Quick text messages and the 140 character limit on Tweets have brought with them the denigration of English as I know and love it.
But I will continue to fly the flag for the correct spelling of words and their appropriate use.
And that is why the headline above this column as complete anathema to me.
Much like big companies knowing the rules so they can get away without paying the correct amount of Corporation Tax, most working journalists know and understand the rules of grammar.
Knowing the structure means you know how to break it down.
And doing so often takes more thought than sticking to the understood rules.
But enough of that.
My main point is that text speak - or txtspk if you prefer - is taking away the ability to spell.
And it can also lead to misinterpretation.
One of my colleagues actually says “lol” out loud when she finds something amusing.

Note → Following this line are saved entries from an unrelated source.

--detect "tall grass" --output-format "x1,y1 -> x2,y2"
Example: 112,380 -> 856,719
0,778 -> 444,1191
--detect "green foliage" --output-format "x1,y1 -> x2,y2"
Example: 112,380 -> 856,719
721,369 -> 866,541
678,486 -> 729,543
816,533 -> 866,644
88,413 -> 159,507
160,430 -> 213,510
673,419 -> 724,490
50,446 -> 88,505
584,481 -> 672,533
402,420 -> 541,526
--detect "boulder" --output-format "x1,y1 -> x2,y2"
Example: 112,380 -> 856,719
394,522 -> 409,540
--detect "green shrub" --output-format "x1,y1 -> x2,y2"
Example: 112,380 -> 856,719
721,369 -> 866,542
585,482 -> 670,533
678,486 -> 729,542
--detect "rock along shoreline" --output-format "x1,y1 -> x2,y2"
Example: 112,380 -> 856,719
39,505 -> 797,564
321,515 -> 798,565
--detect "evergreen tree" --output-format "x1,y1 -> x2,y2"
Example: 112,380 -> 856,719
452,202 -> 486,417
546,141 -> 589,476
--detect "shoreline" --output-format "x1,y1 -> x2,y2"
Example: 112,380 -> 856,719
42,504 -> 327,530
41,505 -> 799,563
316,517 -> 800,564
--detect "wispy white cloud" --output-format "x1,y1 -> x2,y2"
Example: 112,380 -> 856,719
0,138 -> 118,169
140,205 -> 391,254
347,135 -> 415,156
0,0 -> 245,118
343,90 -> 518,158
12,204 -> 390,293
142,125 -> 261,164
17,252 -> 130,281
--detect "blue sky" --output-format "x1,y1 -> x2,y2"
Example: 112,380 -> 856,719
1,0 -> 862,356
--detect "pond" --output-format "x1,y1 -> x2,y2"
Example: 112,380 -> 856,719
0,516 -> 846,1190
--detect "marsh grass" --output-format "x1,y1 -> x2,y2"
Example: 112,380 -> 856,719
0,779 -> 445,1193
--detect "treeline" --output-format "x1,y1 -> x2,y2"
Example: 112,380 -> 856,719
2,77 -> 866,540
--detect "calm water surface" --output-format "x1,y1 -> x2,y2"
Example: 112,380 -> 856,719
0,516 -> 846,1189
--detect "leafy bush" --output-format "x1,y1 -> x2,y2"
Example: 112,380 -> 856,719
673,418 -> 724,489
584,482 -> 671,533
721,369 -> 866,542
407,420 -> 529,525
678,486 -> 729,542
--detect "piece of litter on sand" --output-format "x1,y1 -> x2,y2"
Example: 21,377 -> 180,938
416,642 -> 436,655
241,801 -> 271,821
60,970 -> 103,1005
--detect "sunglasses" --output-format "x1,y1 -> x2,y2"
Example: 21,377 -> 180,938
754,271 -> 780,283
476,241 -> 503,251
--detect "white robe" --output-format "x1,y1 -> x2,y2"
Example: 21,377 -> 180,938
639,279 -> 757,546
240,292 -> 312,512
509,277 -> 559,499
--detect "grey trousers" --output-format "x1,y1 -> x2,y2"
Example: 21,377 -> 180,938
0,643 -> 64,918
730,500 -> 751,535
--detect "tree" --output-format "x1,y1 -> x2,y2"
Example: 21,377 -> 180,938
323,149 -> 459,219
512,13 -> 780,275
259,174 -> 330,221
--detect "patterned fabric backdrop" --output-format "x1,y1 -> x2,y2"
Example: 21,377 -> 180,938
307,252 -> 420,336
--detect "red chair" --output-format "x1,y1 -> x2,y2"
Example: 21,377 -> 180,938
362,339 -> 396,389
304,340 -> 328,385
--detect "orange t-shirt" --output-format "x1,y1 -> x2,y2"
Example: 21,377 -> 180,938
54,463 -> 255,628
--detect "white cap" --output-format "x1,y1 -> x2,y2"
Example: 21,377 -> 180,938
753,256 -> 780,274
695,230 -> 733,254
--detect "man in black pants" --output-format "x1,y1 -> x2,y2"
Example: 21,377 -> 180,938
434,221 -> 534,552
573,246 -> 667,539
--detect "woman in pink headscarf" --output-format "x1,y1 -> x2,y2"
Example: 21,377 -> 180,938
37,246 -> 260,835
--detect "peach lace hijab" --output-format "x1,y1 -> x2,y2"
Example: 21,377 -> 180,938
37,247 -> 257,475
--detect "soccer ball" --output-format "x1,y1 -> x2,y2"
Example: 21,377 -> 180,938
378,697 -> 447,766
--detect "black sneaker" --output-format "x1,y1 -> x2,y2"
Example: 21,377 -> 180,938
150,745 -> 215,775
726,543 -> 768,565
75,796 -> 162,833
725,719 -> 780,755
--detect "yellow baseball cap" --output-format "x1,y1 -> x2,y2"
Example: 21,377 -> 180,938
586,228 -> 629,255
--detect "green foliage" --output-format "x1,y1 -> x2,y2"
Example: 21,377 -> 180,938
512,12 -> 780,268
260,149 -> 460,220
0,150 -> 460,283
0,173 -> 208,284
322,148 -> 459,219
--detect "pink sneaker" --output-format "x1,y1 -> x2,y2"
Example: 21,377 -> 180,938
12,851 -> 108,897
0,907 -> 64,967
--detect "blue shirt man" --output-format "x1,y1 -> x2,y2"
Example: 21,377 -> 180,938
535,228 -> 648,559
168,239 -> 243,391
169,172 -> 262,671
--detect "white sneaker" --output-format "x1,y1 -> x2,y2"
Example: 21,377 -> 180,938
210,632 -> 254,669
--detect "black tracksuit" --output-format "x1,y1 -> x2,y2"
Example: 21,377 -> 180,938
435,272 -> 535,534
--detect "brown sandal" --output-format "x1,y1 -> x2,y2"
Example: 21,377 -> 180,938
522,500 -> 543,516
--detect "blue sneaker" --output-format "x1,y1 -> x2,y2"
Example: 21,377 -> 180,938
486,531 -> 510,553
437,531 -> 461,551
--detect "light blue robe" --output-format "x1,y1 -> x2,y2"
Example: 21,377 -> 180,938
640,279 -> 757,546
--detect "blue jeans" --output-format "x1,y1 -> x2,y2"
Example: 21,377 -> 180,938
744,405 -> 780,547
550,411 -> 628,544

My mother on the other hand signs off texts with the letters lol to indicate that she still loves me!
Imagine the confusion if she sent me a text saying, for instance, “Gladys is dead lol”.
I have also received texts from people who abbreviated some words so badly it looked like they had dropped their phone in alphabet soup before sending me a picture of the outcome!
But if that is not bad enough, the incorrect used of words drives me to distraction.
As far as I am concerned, electrocution is death by electric shock.
In the same vein, decimation surely has to be the removal of one in 10.
And the use of the word “literally” should mean the comments refer to something that has actually happened and not, as some believe, a way of underlining the importance of their feelings.
“I was literally over the monn”, I literally think not.
I could go on, but by now I am sure you are getting the picture!